Posted on 11 Jul 2016 by Aiden Burgess

Tech giant Google has added to its vast technology services stable by acquiring Paris-based startup Moodstocks, which has developed machine learning based image recognition technology for smartphones.

The acquisition by Google will see it add the recognition technology of Moodstocks to its already large number of services it offers which use machine learning, such as Google Translate, Smart Reply in Inbox and the Goggle app.

With many of its services already relying on machine learning technologies, Google’s acquisition of Moodstocks will help with implementing visual recognition.

The Moodstocks team of engineers and researchers, based in Paris, developed new algorithms for Visual pattern recognition and machine learning, as well as a technology for the recognition of images and objects via mobile devices.

Head of the R&D Center of Google France, Vincent Simonet, wrote in a blog on July 7 to announce the deal, said that while great steps forward were taken by Google in terms of Visual recognition, there was still much to be done in this area, stating that the company expects that to be where Moodstocks comes into its own.

Mr Simonet also said that Google France was eager to collaborate with the Moodstocks team, and that in addition to having a team of operational researchers, the French startup would contribute to the development of YouTube, Chrome and the Cultural Institute.

Google’s focus on machine learning

Google’s acquisition of Moodstocks comes two weeks after Twitter acquired Magic Pony to advance its own machine learning smarts for improving the user experience of photos and videos on its platform.

In a statement on its website announcing it was joining Google, Moodstocks said the company’s dream had been to give eyes to machines by turning cameras into smart sensors able to make sense of their surroundings.

The French startup, which was founded in 2008, also said that after introducing on-device image recognition in 2012, it had been working on extending its reach to object recognition for the past 2.5 years using deep learning based approaches.

Moodstocks said its focus will be to build great image recognition tools within Google, and that it expected the acquisition to be completed in the next few weeks.

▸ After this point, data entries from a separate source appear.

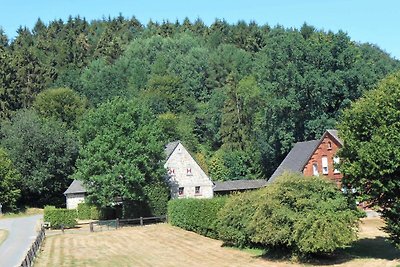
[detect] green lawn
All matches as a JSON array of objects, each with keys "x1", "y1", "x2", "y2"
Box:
[{"x1": 0, "y1": 229, "x2": 8, "y2": 245}]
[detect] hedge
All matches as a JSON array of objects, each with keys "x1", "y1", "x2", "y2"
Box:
[
  {"x1": 76, "y1": 203, "x2": 99, "y2": 220},
  {"x1": 250, "y1": 173, "x2": 359, "y2": 255},
  {"x1": 43, "y1": 206, "x2": 77, "y2": 229},
  {"x1": 217, "y1": 190, "x2": 260, "y2": 247},
  {"x1": 168, "y1": 197, "x2": 226, "y2": 238}
]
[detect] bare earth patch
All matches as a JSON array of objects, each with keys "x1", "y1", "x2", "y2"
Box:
[{"x1": 35, "y1": 219, "x2": 400, "y2": 267}]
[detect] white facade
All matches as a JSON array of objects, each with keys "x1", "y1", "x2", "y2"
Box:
[
  {"x1": 65, "y1": 193, "x2": 85, "y2": 209},
  {"x1": 164, "y1": 143, "x2": 214, "y2": 198}
]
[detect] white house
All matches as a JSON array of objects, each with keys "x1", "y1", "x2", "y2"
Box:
[
  {"x1": 64, "y1": 141, "x2": 214, "y2": 209},
  {"x1": 164, "y1": 141, "x2": 214, "y2": 198},
  {"x1": 64, "y1": 180, "x2": 86, "y2": 209}
]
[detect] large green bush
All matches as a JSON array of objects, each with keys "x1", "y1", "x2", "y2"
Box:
[
  {"x1": 168, "y1": 197, "x2": 226, "y2": 238},
  {"x1": 143, "y1": 182, "x2": 170, "y2": 216},
  {"x1": 43, "y1": 206, "x2": 77, "y2": 229},
  {"x1": 247, "y1": 173, "x2": 358, "y2": 254},
  {"x1": 217, "y1": 190, "x2": 260, "y2": 247}
]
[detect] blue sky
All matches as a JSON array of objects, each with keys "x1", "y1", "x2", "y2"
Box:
[{"x1": 0, "y1": 0, "x2": 400, "y2": 59}]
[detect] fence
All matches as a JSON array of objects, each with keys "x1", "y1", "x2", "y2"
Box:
[
  {"x1": 20, "y1": 226, "x2": 46, "y2": 267},
  {"x1": 89, "y1": 215, "x2": 167, "y2": 232}
]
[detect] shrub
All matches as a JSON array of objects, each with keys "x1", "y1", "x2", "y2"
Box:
[
  {"x1": 217, "y1": 190, "x2": 260, "y2": 247},
  {"x1": 143, "y1": 182, "x2": 170, "y2": 216},
  {"x1": 168, "y1": 197, "x2": 226, "y2": 238},
  {"x1": 44, "y1": 206, "x2": 77, "y2": 229},
  {"x1": 77, "y1": 203, "x2": 99, "y2": 220},
  {"x1": 248, "y1": 173, "x2": 358, "y2": 255}
]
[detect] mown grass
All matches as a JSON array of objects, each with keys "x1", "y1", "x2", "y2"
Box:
[
  {"x1": 0, "y1": 229, "x2": 8, "y2": 245},
  {"x1": 0, "y1": 208, "x2": 43, "y2": 219}
]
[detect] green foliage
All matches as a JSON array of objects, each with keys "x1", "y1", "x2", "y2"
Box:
[
  {"x1": 76, "y1": 203, "x2": 99, "y2": 220},
  {"x1": 73, "y1": 98, "x2": 165, "y2": 209},
  {"x1": 248, "y1": 173, "x2": 358, "y2": 254},
  {"x1": 1, "y1": 110, "x2": 78, "y2": 206},
  {"x1": 0, "y1": 16, "x2": 400, "y2": 208},
  {"x1": 217, "y1": 190, "x2": 261, "y2": 247},
  {"x1": 339, "y1": 72, "x2": 400, "y2": 249},
  {"x1": 33, "y1": 88, "x2": 87, "y2": 128},
  {"x1": 0, "y1": 148, "x2": 21, "y2": 212},
  {"x1": 43, "y1": 206, "x2": 77, "y2": 229},
  {"x1": 168, "y1": 197, "x2": 226, "y2": 238},
  {"x1": 143, "y1": 181, "x2": 170, "y2": 216}
]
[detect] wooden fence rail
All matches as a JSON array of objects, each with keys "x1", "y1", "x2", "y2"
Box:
[{"x1": 20, "y1": 226, "x2": 46, "y2": 267}]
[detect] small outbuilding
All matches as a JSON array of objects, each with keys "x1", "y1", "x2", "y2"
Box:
[{"x1": 64, "y1": 180, "x2": 86, "y2": 209}]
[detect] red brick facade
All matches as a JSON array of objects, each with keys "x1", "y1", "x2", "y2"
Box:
[{"x1": 303, "y1": 132, "x2": 343, "y2": 188}]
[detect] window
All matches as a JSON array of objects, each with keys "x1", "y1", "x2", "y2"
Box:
[
  {"x1": 313, "y1": 163, "x2": 319, "y2": 176},
  {"x1": 178, "y1": 187, "x2": 185, "y2": 196},
  {"x1": 333, "y1": 156, "x2": 340, "y2": 173},
  {"x1": 322, "y1": 156, "x2": 328, "y2": 174},
  {"x1": 168, "y1": 168, "x2": 175, "y2": 176}
]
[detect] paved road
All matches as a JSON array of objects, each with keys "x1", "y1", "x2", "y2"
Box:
[{"x1": 0, "y1": 215, "x2": 43, "y2": 267}]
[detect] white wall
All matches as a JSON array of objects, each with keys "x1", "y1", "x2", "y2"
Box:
[
  {"x1": 164, "y1": 143, "x2": 214, "y2": 198},
  {"x1": 65, "y1": 193, "x2": 85, "y2": 209}
]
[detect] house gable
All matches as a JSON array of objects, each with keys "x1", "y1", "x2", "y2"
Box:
[
  {"x1": 164, "y1": 141, "x2": 213, "y2": 198},
  {"x1": 303, "y1": 130, "x2": 343, "y2": 187}
]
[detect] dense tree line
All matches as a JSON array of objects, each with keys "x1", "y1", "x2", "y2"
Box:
[{"x1": 0, "y1": 16, "x2": 400, "y2": 211}]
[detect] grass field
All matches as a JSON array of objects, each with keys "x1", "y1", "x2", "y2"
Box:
[
  {"x1": 0, "y1": 229, "x2": 8, "y2": 245},
  {"x1": 35, "y1": 219, "x2": 400, "y2": 267}
]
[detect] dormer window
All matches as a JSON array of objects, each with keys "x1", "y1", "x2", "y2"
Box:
[
  {"x1": 168, "y1": 168, "x2": 175, "y2": 176},
  {"x1": 328, "y1": 141, "x2": 332, "y2": 150},
  {"x1": 178, "y1": 187, "x2": 185, "y2": 196},
  {"x1": 313, "y1": 162, "x2": 319, "y2": 176},
  {"x1": 322, "y1": 156, "x2": 328, "y2": 174},
  {"x1": 333, "y1": 156, "x2": 340, "y2": 173}
]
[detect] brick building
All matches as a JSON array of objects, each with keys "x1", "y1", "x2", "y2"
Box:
[{"x1": 268, "y1": 130, "x2": 343, "y2": 187}]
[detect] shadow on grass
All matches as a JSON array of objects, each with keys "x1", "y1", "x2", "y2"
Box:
[{"x1": 257, "y1": 239, "x2": 400, "y2": 265}]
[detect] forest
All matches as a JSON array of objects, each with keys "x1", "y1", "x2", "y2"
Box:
[{"x1": 0, "y1": 16, "x2": 400, "y2": 209}]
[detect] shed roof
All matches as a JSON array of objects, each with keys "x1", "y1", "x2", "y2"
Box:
[
  {"x1": 165, "y1": 140, "x2": 181, "y2": 160},
  {"x1": 64, "y1": 180, "x2": 87, "y2": 195},
  {"x1": 214, "y1": 179, "x2": 267, "y2": 192},
  {"x1": 268, "y1": 140, "x2": 320, "y2": 183},
  {"x1": 322, "y1": 129, "x2": 343, "y2": 145}
]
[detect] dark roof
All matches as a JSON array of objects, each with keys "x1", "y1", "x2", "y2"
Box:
[
  {"x1": 64, "y1": 180, "x2": 86, "y2": 195},
  {"x1": 165, "y1": 140, "x2": 181, "y2": 160},
  {"x1": 214, "y1": 179, "x2": 267, "y2": 192},
  {"x1": 326, "y1": 130, "x2": 343, "y2": 145},
  {"x1": 268, "y1": 140, "x2": 320, "y2": 183}
]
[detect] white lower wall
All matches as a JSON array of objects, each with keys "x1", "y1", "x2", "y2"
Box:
[{"x1": 65, "y1": 194, "x2": 85, "y2": 209}]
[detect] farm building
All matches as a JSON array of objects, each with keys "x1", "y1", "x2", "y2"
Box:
[
  {"x1": 64, "y1": 180, "x2": 86, "y2": 209},
  {"x1": 268, "y1": 130, "x2": 343, "y2": 187},
  {"x1": 164, "y1": 141, "x2": 214, "y2": 198},
  {"x1": 64, "y1": 141, "x2": 214, "y2": 209}
]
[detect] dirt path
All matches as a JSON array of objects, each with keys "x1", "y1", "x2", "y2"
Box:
[
  {"x1": 0, "y1": 215, "x2": 43, "y2": 267},
  {"x1": 35, "y1": 221, "x2": 400, "y2": 267}
]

Terms of the deal were not disclosed but Moodstocks has already put its website into a holding pattern, with just a simple message viewable regarding the Google purchase, and is reportedly set to discontinue its image recognition servers soon.

Object recognition has boundless applications

Object recognition is one of the more difficult problems for machine learning and something Google has been working on for the last few years, such as is 2012 patent for automatic object recognition in videos, which makes its acquisition of Moodstocks such a vital one and an asset to its services which rely on machine learning technologies.

Object recognition is expected to have a multitude of uses, including for robots and augmented reality, as well as numerous applications in the industrial, retail and entertainment markets.

The purchase of Moodstocks is the latest in a line of acquisitions by Google of French tech companies, which has also recently included FlexyCore, which was purchased to help the company improve smartphone performance.

Google also acquired object recognition startup DNNresearch in 2013 and has made a number of acquisitions to improve its image recognition technology, including JetPac and PittPatt, in order to improve its facial recognition technology.